To use a familiar trading ad age: I ride the winners and cut the heads off the losers quickly. The more I’ve learnt, the simpler my approach has become.
- What markets do you trade and which markets do you prefer? Do you have a favourite and why?
- Australian equities. I like to take advantage of the long-term uptrend in equities, which is an important edge to have. Currencies, for instance, do not display this one-way component. I don’t short stocks for the same reason, as the odds are less advantageous in the long run. Best to sit on your hands, and keep your powder dry for better opportunities down the road. Many Australian companies also pay great dividends.You should also stick to what you know– if you can’t get it right where you are, diversifying into other markets, such as currencies and commodities, won’t help. Your trading principles have to be right.
- What makes your trading style different from others? What sets you apart from other traders?
- I follow a system that works. I don’t think I know better. The human component can be damaging and hurt your bottom line. My motto is: focus, discipline and confidence in your plan, and having clients looking over your shoulder making sure you don’t stray from it. You must be accountable to someone, be it your boss, your clients, or your wife.

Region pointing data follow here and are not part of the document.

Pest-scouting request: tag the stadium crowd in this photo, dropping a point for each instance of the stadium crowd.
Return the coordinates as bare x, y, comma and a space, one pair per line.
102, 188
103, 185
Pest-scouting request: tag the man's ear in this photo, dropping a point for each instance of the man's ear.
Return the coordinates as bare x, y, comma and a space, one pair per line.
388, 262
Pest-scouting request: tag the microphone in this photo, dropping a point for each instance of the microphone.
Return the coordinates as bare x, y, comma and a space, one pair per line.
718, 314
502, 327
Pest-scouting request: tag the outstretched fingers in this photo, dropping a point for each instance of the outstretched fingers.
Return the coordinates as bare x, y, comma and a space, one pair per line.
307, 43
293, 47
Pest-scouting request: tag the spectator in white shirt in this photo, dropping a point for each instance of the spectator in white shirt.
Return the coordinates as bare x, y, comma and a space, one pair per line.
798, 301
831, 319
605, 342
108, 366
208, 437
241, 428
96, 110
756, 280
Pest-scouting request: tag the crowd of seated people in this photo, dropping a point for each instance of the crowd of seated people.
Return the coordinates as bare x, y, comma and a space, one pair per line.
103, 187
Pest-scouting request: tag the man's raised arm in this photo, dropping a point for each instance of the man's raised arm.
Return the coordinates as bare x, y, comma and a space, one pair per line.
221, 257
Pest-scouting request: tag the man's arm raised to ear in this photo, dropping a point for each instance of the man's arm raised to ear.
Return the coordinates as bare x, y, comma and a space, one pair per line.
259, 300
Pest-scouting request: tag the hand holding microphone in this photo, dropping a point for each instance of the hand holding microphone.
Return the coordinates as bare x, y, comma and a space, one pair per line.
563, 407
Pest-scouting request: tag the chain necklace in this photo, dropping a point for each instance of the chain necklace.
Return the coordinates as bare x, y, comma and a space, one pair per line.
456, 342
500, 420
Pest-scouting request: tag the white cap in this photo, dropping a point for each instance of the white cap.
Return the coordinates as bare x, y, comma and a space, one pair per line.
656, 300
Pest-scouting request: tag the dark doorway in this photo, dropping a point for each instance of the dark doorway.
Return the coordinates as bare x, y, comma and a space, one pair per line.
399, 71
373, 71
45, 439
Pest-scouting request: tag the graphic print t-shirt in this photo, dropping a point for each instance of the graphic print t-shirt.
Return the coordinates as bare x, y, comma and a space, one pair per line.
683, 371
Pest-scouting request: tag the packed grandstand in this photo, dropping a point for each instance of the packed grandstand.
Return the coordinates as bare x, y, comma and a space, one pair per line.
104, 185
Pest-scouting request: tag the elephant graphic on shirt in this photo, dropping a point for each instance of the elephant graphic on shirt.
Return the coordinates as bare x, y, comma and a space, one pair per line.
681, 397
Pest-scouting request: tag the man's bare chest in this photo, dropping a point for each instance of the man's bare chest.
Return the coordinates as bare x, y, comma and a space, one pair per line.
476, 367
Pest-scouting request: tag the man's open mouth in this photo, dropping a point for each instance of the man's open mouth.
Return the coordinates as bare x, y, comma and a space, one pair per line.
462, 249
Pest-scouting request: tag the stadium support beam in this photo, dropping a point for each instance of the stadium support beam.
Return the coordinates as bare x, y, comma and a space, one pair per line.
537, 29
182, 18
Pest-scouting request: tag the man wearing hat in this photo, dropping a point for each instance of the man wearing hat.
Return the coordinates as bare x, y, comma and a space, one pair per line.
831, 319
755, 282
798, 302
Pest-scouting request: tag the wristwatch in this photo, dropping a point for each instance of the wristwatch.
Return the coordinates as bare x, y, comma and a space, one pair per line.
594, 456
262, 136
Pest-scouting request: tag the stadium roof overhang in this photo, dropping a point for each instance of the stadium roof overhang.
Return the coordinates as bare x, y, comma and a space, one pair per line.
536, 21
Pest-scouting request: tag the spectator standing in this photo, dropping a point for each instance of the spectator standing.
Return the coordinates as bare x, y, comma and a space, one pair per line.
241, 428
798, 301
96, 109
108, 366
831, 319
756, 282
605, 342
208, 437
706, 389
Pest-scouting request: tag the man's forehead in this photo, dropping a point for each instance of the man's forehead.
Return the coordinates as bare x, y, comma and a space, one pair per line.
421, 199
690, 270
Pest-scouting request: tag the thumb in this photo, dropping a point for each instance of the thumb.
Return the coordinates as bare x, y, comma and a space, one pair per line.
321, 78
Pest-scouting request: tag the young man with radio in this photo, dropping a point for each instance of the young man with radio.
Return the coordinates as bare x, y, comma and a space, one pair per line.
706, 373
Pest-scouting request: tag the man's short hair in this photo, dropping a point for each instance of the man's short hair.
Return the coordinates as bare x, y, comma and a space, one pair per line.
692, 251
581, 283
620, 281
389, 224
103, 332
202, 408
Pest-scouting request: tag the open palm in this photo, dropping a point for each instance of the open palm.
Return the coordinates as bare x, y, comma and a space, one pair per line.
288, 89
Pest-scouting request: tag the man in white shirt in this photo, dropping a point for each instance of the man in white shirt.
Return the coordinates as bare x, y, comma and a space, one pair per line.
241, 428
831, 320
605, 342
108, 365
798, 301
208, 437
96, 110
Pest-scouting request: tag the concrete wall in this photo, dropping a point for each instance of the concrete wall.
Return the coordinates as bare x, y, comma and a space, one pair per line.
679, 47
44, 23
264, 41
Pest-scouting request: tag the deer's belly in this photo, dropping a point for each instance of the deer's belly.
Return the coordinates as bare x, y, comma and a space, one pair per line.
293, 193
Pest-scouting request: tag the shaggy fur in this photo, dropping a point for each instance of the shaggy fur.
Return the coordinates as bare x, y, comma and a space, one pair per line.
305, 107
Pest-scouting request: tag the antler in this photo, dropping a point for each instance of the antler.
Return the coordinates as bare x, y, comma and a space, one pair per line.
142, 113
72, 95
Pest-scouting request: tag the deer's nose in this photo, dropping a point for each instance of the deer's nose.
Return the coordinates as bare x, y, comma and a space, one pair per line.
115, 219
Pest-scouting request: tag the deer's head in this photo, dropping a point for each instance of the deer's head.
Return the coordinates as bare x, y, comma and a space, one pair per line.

- Do you have a favourite rule?
- My exit rules. When you’re wrong, because your system tells you are, get out! It’s my single greatest money saver. It knows better.
The market challenges me to be better than I am – as a trader and as a human being. Doing what is right in the long run and not necessarily what I want to do at the time.
Ed Seykota says, “Everybody gets what they want from the markets.” What do you get from the markets?
The stock market doesn’t stop challenging me. It’s an inner game, as well as an outer one. The market challenges me to be better than I am – as a trader and as a human being. Doing what is right in the long run and not necessarily what I want to do at the time. That’s the biggie.
- Has trading affected your lifestyle?
- It’s allowed me to be my own boss, which has been hugely rewarding. I live by the beach in Melbourne. I walk to work, often in shorts and a T-shirt. It’s also taught me contentment, to be happy with what you’ve got.The need to have more, to risk more, to be George Soros, no longer holds me. My smaller and safer game is enough. Don’t let greed derail your real long-term goals.
- What books, seminars to courses have you read and attended and which would you recommend?
- Nicholas Darvas’s autobiographical book from 1961, How I made $200,000 in the stock market. Argh the inspiration! The simplicity!
- What does the future hold of you?
- Security, because investors don’t need to be exposed to GFC events. They are easily avoidable.